What happens when you mix, but do not stir, Edgar Poe’s creepiest story and Agatha Christie’s most convoluted novel?
Get “Shutter Island” by Martin Scorsese. It is this gloomy Italian-American genius of modern cinema that can be called the author of a work whose literary basis belongs to Dennis Lehane. All the facets of insanity from obsessive-compulsive disorder to a split personality, interspersed with paranoid psychosis – everything is in this wonderful work, put on film by Oscar-winning cameraman Robert Richardson.
Plot
The beginning of the film is not original for the detective genre. To conduct an investigation into the disappearance of a patient, two federal marshals arrive at the prison where the most terrible killers and maniacs are kept. The prison, which is also a psychiatric hospital for the criminally insane, is located in the sea, not far from Boston, on the gloomy, rocky island of Shutter.
One of the marshals, Teddy Daniels (Leonardo DiCaprio), suffers from constant migraines and hallucinations associated with a difficult experience – the death of his beloved wife Dolores (Michelle Williams) in a fire.
The head doctor of the hospital, Dr. Cowley (Ben Kingsley) tells the marshals under what circumstances the patient disappeared. Daniels and his partner Chuck Oul (Mark Ruffalo) believe that escape under such conditions is impossible, and one of the staff is playing a double game.
Daniels’ deep depression is aggravated by the oppressive atmosphere that prevails in the institution. Grids and electricity around the perimeter of the territory plunge Teddy into depressing memories of World War II, in which he was a participant. Authentic German doctor Jeremiah Nahring (Max von Sydow), apparently stranded in America after the catastrophe of the Third Reich, becomes a trigger for Daniels, a man with post-traumatic stress syndrome caused by seeing the results of the work of German doctors in Dachau.
From this moment on, it becomes clear to the viewer that nothing will save the main character from the impending madness, he is doomed.
All other actions taken by the detectives take place against the backdrop of a storm with truly Shakespearean proportions played out on the island. The ferry service to the mainland is interrupted, the electric locks of the cells are turned off and the staff is left alone with the crazy maniacs hiding in the dark.

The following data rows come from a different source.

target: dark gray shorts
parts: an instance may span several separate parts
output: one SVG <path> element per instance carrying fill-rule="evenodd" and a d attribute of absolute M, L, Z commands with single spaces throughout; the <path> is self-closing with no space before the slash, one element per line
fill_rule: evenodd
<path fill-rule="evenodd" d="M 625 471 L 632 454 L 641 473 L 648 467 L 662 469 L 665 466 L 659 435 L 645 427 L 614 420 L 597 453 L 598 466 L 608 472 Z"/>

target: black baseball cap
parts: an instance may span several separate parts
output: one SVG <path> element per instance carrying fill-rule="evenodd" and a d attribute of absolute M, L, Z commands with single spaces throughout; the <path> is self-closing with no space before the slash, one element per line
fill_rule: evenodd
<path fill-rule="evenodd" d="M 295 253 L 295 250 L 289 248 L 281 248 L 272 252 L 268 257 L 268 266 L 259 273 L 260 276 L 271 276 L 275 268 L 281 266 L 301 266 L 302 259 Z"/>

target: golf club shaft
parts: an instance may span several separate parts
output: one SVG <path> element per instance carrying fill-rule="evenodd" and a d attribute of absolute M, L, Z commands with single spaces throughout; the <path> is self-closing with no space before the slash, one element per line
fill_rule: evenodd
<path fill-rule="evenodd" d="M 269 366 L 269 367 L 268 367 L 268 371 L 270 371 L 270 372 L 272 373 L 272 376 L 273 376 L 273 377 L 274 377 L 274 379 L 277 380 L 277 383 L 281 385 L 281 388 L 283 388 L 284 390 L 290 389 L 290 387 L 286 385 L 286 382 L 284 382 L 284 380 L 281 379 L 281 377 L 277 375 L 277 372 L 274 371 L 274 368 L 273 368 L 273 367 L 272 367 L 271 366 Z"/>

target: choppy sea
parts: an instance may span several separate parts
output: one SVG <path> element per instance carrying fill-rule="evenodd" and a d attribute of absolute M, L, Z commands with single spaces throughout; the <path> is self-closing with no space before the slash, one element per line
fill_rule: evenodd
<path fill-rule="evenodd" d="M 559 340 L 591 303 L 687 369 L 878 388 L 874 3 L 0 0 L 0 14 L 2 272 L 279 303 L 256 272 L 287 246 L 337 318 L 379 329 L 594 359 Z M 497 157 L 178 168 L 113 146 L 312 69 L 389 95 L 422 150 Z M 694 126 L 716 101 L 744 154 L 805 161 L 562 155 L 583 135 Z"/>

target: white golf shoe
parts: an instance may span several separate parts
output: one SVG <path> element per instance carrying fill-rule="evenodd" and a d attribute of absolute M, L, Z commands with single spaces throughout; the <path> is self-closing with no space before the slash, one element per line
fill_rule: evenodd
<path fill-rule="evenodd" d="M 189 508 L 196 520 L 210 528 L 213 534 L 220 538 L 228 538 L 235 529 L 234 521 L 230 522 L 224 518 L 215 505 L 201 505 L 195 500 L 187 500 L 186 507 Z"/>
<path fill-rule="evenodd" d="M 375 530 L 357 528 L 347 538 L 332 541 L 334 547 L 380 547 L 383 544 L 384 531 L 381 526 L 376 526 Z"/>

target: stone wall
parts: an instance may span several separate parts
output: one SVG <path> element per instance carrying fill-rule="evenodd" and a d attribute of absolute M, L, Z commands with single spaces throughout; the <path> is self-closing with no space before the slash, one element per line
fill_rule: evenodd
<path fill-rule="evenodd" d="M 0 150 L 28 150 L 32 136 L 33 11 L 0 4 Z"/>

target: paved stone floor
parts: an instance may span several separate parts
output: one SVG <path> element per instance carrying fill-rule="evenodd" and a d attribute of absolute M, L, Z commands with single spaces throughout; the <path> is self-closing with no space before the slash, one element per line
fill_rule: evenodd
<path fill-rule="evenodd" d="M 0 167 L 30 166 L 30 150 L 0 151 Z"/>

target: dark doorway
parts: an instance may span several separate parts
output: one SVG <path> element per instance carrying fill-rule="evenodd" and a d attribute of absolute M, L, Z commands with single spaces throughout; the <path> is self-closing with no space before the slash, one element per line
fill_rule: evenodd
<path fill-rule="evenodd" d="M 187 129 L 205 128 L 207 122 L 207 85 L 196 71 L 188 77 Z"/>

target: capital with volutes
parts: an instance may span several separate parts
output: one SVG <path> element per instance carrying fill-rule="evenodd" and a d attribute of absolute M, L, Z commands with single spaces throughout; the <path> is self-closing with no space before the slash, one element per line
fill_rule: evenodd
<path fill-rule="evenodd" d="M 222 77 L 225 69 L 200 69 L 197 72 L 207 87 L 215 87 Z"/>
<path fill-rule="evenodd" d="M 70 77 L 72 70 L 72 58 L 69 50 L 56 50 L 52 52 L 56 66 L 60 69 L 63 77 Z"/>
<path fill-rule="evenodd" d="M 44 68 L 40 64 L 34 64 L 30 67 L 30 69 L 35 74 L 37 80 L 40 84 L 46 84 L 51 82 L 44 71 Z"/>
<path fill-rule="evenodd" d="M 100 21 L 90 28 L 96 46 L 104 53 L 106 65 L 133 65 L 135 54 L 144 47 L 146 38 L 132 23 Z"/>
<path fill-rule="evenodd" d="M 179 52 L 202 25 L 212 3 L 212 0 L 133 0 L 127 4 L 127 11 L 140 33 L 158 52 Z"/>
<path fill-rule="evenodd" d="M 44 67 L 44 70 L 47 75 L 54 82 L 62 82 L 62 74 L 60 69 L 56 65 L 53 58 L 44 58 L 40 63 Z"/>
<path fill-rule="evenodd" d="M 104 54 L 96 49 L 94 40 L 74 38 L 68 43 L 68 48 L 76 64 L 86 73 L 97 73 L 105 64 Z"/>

Teddy searches in a terrible medieval fort – the place where the most cruel criminals are kept – his alter ego – arsonist Andrew Laddis (Elias Koteas) – the culprit in the death of Dolores, but finds George Noyce (Jackie Earl Haley), beaten and depressed. He initiates the marshal into his fantasy associated with terrible experiments on the human brain, which are supposedly carried out in a lighthouse building on a rocky shore. Teddy runs to the lighthouse, driven by an irresistible desire to uncover the ugly deeds taking place in the clinic. The partner tries to stop him. Against the backdrop of a raging sea, on a dangerous cliff, a showdown between the two heroes takes place. As a result, the hero DiCaprio leaves the mise-en-scene alone. Realizing that at high tide it is not possible to get to the lighthouse, Daniels returns to the cliff. Chuck is gone. Teddy imagines the corpse of a partner lying on the rocks under the cliff. At the risk of his own life, he goes down the stones, does not find a corpse, but he sees a secluded cave in which reflections from a fire built inside are visible. In a cave, he meets a woman who introduces herself to him as Rachel Solando (Patricia Clarkson), a psychiatrist. Rachel reveals to Daniels the meaning behind the experiments being done in the prison. Completely broken, Teddy falls asleep in order to storm the lighthouse again in the morning.
reminiscences
Scorsese’s film is full of reminiscences and references to the best examples of the genre of psychological drama, thriller, horror from Hitchcock to Argento.
- For example, the use of a famous archetypal symbol in the film – an old lighthouse, personifying loneliness and madness (recall “Final Analysis” (1992) by Phil Joan).
- On the surface, there are also unambiguous analogies with Alan Parker’s psychological thriller Angel Heart (1987), in which a private detective is on the trail of a serial killer. The action of the picture takes place around the same time, in the mid-50s of the last century in America, going on a crusade against communism under the banner of the paranoid Hoover. The main character performed by Leonardo DiCaprio is the same fragment of the Second World War with its horrors and inexplicable cruelty, as well as the hero of “Angel Heart” performed by Mickey Rourke.
Here it is truly time to recall the classic: the main thing in the course of the investigation is not to find yourself.
Conclusion
Scorsese’s “Shutter Island” was released in 2010, but every year it becomes more and more relevant in the light of growing political correctness and a touchingly careful attitude to all kinds of deviations from the mental norm.
The film is not recommended for viewing by people who are in a borderline state, as it can cause bouts of existential despair, fraught with exacerbations of a sluggish disease.
However, why, then, are works of art needed at all, if not to awaken the strongest emotions?